Benzene found in water outside Fountaingrove contamination area

Santa Rosa may be zeroing in on the cause of the contamination in the water supply of a Fountaingrove neighborhood devastated by the October wildfires, but there are troubling signs the problem may extend into the surrounding area.|

Santa Rosa may be zeroing in on the cause of the contamination in the water supply of the devastated Fountaingrove neighborhood, but there are also troubling signs that the problem may extend beyond the immediate advisory area.

Since Jan. 24, when the city last released detailed test results, the city has found 58 additional instances of benzene in the drinking water in the Fountaingrove area. The vast majority came from the 184-acre area north and south of Fountain Ggrove Parkway around Fir Ridge Drive, an area once home to 350 families. Only 13 homes remain following the October wildfires.

Residents of the area have been under a strict advisory for months to not drink or boil the water while the city tries to find the source of the contamination and fix the problem, something that could cost upwards of $20 million if the area’s water system needs replacement.

But a handful of tests have recently detected benzene in areas outside the advisory zone, a new development that may complicate the 3-month-long hunt for the cause of the contamination.

In response, the city is launching a more aggressive regimen of water tests covering all the burned areas of the city, including Coffey Park, in its effort to make sure other burn zones aren’t experiencing similar problems.

“We just don’t want to leave any stone unturned going forward,” Ben Horenstein, the director of Santa Rosa Water said Thursday.

The new sample results are out of 242 tests the city has conducted since Jan. 24. That means about a quarter of the samples the city is taking are showing benzene, a chemical commonly found in plastics and gasoline that is a human carcinogen.

That latest results bring to 145 the total number of tests confirming benzene at levels that exceed state standards. The maximum containment level (or MLC) for benzene in drinking water in the state is 1 part per billion.

The newest results are similar in range to those that have had been discovered before Jan. 24, with some exceptions.

The first batch contained four test results showing benzene levels over 500 parts per billion, one of which was as high as 918 parts per billion.

This time, however, there were no results over 500 parts per billion.
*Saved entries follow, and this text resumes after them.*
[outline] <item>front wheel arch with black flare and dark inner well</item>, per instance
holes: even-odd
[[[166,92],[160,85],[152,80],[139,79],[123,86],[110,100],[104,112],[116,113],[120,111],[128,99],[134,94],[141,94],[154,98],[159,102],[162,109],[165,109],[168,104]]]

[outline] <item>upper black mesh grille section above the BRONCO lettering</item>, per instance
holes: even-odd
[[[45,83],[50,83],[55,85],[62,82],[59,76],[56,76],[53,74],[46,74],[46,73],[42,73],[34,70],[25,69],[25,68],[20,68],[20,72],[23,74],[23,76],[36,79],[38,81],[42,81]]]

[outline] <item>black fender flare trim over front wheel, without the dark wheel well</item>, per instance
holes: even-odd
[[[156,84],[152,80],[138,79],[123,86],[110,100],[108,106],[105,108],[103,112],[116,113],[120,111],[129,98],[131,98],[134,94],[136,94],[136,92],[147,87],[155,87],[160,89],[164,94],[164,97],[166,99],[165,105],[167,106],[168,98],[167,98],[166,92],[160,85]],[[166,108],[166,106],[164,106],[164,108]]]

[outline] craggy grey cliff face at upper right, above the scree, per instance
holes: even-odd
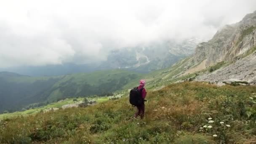
[[[236,24],[226,25],[208,42],[197,45],[193,60],[195,63],[206,60],[206,67],[220,61],[235,61],[255,45],[256,11]]]

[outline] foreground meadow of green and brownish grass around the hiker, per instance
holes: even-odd
[[[5,119],[0,122],[0,142],[249,144],[256,139],[255,92],[253,86],[172,84],[148,93],[144,120],[127,120],[135,109],[121,98],[87,108]],[[213,123],[208,123],[209,117]],[[213,128],[200,129],[203,125]]]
There were three3 between 10 and 500 ppb, 10 between 25 and 100, 16 between 5 and 25 ppb, and 29 between 1 and 5 ppb.

But seven of those results were from outside the existing advisory area. Six of those results were under 10 ppb, while the seventh was something of an outlier at 240 parts per billion, Horenstein said.

Before last week, the city had only received one positive test for benzene outside the advisory area, and it disappeared and didn’t return after some equipment was replaced.

The city is now replacing the high-density polyethylene service lines that lead to those seven locations, and plans to test them to see if it fixes the problem, said Jennifer Burke, the city’s deputy director of water and engineering resources.

All the seven locations are located at burned home sites. No tests performed at existing homes have shown contamination since the area was isolated, Burke said.

A forensic chemist helping the city analyze the results has helped the city rule out one possible source.

None of the samples have shown any isooctane, suggesting the contamination source is not from a petroleum product like gasoline, Horenstein said. It was possible that an underground storage tank was responsible, but this allows the city to rule that out, Horenstein said. The presence of vinyl chloride in some of the samples, however, suggests the high-density polyethylene service lines or other plastic components in the system are the most likely culprit at this point, Burke said.

Such results indicate “constituents that are evidence of combustion or melting plastic of some sort,” Burke said.

The increasing confidence that components in the city’s own water delivery system may have been compromised by the fire in way that is contaminating the water is driving the more aggressive testing plan, Horenstein said.

Instead of merely testing at sampling stations, which draw the water from the mains, suspicion that the plastic laterals or other components are responsible necessitates more exhaustive testing of laterals in other areas, as well, he said.

The city has been in contact with state regulators and is not expanding the advisory area at the moment, Horenstein said.

That’s because the location of the results from seven spots outside the advisory appear isolated, he said.